それすら楽しむように少年は、喉から手を離して両手で彼の顔を捕まえると、包帯の隙間から見開かれた目を覗き込んで、笑った。

「あーあ、酷くやられたなあ。お前、助かっても顔、元には戻んないぜ。そんなんなっても、生き続けたいわけ?もう女も抱けないぜ」

生きたい、と答えようとした。

やはり声は出なかった。

だがそれでも伝わったのだろう。

諦めたように少年は、彼の顔から手を離した。

すっと、覗き込んだ枕元に広がっていた長い髪が遠ざかる感覚。

つまらないな、と少年は、呟いた。


「お前には分かんないだろうな。仲間の命乞いをしたことがあるか?這いつくばって、殴られても蹴られても、相手の靴の裏さえ舐めて。お前にはそれができない、してやる相手もいない。お前はただ、自分が生きたいだけだもんな」

俺はできる。

セルジュの為でもJ.D.の為でも、あいつらの為ならそれができる。

だからあいつらの命を俺のために使う権利がある。

あいつらはそれを認めているし、喜んでいる。

お前もそうかと思ってた。


立ち去る間際、少年は振り向いて、再び枕元へと歩み寄った。

「今まで仕えてくれて、ありがとう。だけど、これから、俺たちはお前も含めてみんな殺すから。お前はやりたいようにやってみろ。
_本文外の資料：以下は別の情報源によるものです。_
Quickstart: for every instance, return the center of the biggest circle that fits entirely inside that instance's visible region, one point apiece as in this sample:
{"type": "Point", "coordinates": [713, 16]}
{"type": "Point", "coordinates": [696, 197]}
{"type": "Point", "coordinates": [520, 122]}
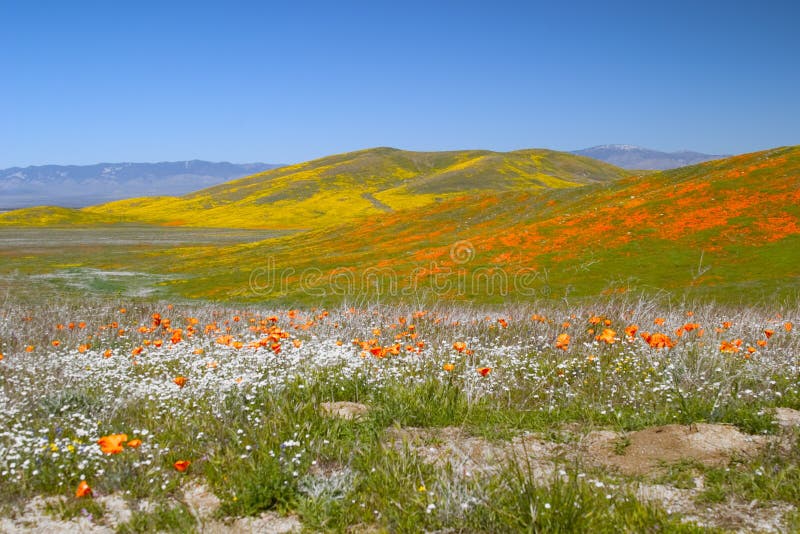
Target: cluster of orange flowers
{"type": "Point", "coordinates": [115, 444]}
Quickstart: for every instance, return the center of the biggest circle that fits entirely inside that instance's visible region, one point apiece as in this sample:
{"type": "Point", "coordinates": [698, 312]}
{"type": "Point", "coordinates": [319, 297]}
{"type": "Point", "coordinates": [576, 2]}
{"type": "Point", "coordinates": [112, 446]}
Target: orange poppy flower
{"type": "Point", "coordinates": [83, 490]}
{"type": "Point", "coordinates": [608, 335]}
{"type": "Point", "coordinates": [112, 444]}
{"type": "Point", "coordinates": [182, 465]}
{"type": "Point", "coordinates": [177, 336]}
{"type": "Point", "coordinates": [631, 330]}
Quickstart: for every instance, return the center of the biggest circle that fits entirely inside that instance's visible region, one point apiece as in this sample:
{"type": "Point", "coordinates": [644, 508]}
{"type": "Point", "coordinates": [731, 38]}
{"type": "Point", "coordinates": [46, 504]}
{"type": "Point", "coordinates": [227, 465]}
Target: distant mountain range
{"type": "Point", "coordinates": [635, 157]}
{"type": "Point", "coordinates": [83, 185]}
{"type": "Point", "coordinates": [77, 186]}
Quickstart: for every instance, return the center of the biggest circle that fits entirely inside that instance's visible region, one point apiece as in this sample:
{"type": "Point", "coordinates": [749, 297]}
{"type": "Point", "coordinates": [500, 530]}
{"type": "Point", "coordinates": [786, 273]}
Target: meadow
{"type": "Point", "coordinates": [135, 415]}
{"type": "Point", "coordinates": [389, 341]}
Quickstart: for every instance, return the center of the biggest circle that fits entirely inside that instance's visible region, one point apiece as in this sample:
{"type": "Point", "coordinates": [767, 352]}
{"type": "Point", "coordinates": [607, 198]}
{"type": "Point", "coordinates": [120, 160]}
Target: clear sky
{"type": "Point", "coordinates": [84, 82]}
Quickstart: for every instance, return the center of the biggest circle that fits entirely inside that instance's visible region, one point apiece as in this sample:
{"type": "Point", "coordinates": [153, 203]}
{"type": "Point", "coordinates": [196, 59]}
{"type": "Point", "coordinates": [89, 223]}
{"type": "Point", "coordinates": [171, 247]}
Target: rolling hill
{"type": "Point", "coordinates": [727, 228]}
{"type": "Point", "coordinates": [82, 185]}
{"type": "Point", "coordinates": [360, 184]}
{"type": "Point", "coordinates": [635, 157]}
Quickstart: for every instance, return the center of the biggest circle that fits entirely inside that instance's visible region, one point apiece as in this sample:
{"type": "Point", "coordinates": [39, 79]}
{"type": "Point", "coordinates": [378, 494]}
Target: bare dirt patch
{"type": "Point", "coordinates": [344, 409]}
{"type": "Point", "coordinates": [268, 523]}
{"type": "Point", "coordinates": [787, 418]}
{"type": "Point", "coordinates": [731, 515]}
{"type": "Point", "coordinates": [645, 452]}
{"type": "Point", "coordinates": [34, 518]}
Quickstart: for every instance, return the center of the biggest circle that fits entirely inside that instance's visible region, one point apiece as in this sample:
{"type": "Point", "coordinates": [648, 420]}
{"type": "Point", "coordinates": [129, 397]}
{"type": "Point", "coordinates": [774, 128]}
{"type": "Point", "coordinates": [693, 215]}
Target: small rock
{"type": "Point", "coordinates": [344, 409]}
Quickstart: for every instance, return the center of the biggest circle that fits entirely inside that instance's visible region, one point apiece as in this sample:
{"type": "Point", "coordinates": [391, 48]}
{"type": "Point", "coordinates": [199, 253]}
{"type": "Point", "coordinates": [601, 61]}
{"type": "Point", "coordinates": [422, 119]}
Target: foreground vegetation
{"type": "Point", "coordinates": [331, 417]}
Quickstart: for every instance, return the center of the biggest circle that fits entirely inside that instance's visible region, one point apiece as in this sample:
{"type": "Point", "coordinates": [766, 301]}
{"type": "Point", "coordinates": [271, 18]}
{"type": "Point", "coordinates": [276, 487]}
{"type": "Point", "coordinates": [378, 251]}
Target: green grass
{"type": "Point", "coordinates": [264, 444]}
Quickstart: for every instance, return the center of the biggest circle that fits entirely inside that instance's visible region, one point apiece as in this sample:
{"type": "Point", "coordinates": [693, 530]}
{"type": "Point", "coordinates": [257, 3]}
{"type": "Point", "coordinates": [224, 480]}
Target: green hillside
{"type": "Point", "coordinates": [517, 229]}
{"type": "Point", "coordinates": [360, 184]}
{"type": "Point", "coordinates": [54, 216]}
{"type": "Point", "coordinates": [728, 228]}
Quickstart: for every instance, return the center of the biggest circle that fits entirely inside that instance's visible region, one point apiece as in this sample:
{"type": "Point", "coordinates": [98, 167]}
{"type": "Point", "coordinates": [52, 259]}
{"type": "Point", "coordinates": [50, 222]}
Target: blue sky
{"type": "Point", "coordinates": [84, 82]}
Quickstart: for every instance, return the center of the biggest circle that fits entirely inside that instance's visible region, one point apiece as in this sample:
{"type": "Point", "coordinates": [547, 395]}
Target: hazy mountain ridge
{"type": "Point", "coordinates": [82, 185]}
{"type": "Point", "coordinates": [639, 158]}
{"type": "Point", "coordinates": [349, 186]}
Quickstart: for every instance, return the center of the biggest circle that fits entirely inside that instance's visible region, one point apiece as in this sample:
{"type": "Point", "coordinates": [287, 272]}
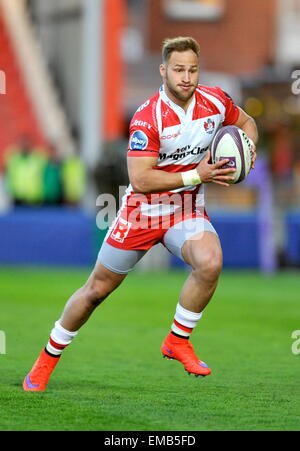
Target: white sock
{"type": "Point", "coordinates": [59, 339]}
{"type": "Point", "coordinates": [184, 321]}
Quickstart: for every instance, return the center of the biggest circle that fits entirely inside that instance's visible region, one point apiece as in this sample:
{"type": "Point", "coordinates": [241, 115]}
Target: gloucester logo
{"type": "Point", "coordinates": [143, 106]}
{"type": "Point", "coordinates": [209, 126]}
{"type": "Point", "coordinates": [138, 140]}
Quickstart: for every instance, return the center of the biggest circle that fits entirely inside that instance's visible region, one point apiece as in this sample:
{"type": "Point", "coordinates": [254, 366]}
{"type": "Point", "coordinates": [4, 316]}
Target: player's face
{"type": "Point", "coordinates": [181, 75]}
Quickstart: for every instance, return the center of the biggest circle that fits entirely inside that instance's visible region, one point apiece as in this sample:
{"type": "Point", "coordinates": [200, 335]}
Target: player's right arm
{"type": "Point", "coordinates": [145, 179]}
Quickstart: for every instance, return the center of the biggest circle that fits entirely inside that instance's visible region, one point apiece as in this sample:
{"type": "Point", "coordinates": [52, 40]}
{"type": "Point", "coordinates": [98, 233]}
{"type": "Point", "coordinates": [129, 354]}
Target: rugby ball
{"type": "Point", "coordinates": [232, 143]}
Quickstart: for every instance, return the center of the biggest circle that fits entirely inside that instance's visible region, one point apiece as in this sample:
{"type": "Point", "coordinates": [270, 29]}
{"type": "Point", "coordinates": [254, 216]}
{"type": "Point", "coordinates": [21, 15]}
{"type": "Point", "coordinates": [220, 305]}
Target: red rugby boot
{"type": "Point", "coordinates": [39, 375]}
{"type": "Point", "coordinates": [181, 349]}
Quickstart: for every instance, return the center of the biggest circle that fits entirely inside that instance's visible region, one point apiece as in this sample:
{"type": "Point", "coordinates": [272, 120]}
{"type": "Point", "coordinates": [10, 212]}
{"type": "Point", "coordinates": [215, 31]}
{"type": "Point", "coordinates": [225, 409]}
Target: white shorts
{"type": "Point", "coordinates": [122, 261]}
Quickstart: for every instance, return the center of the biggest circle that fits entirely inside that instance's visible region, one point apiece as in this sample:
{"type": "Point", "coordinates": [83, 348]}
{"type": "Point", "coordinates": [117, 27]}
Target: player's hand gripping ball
{"type": "Point", "coordinates": [233, 144]}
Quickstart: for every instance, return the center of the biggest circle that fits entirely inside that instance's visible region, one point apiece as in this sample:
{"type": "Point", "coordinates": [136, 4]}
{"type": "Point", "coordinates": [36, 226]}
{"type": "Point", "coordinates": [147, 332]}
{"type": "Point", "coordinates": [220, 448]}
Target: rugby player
{"type": "Point", "coordinates": [168, 164]}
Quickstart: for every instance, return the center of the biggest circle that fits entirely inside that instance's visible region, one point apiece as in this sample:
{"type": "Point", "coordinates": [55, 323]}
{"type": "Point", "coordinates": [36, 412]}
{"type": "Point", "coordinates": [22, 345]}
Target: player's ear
{"type": "Point", "coordinates": [162, 70]}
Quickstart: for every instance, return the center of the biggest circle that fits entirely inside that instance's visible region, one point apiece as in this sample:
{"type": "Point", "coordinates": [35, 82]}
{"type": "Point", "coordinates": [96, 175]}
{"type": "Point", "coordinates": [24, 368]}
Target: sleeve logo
{"type": "Point", "coordinates": [138, 140]}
あとどれだけ生きられるかは分からないけどな」

少年が自分にくちづけるのがわかった。

不思議とその時だけは、恐れはなかった。


少年の気配が完全に消えてから、ドッと冷や汗が噴き出してくる。

殺されると思った。

だが自分は、生きている。

「誰か……だれ、か……」

闇雲に空を掴んで、誰でもいい、言葉を交わしたい、言葉を残したい、そう必死に呻いてから。

声が出せるようになったことに、彼は気づいた。


病室の隅からは、あの"生"の匂いがいまも変わらず彼を包もうとしていたが、もう、彼にその香りは届かなかった。




黒茨☓白茨 一話に混ぜてしまいましたが、今後は分けます。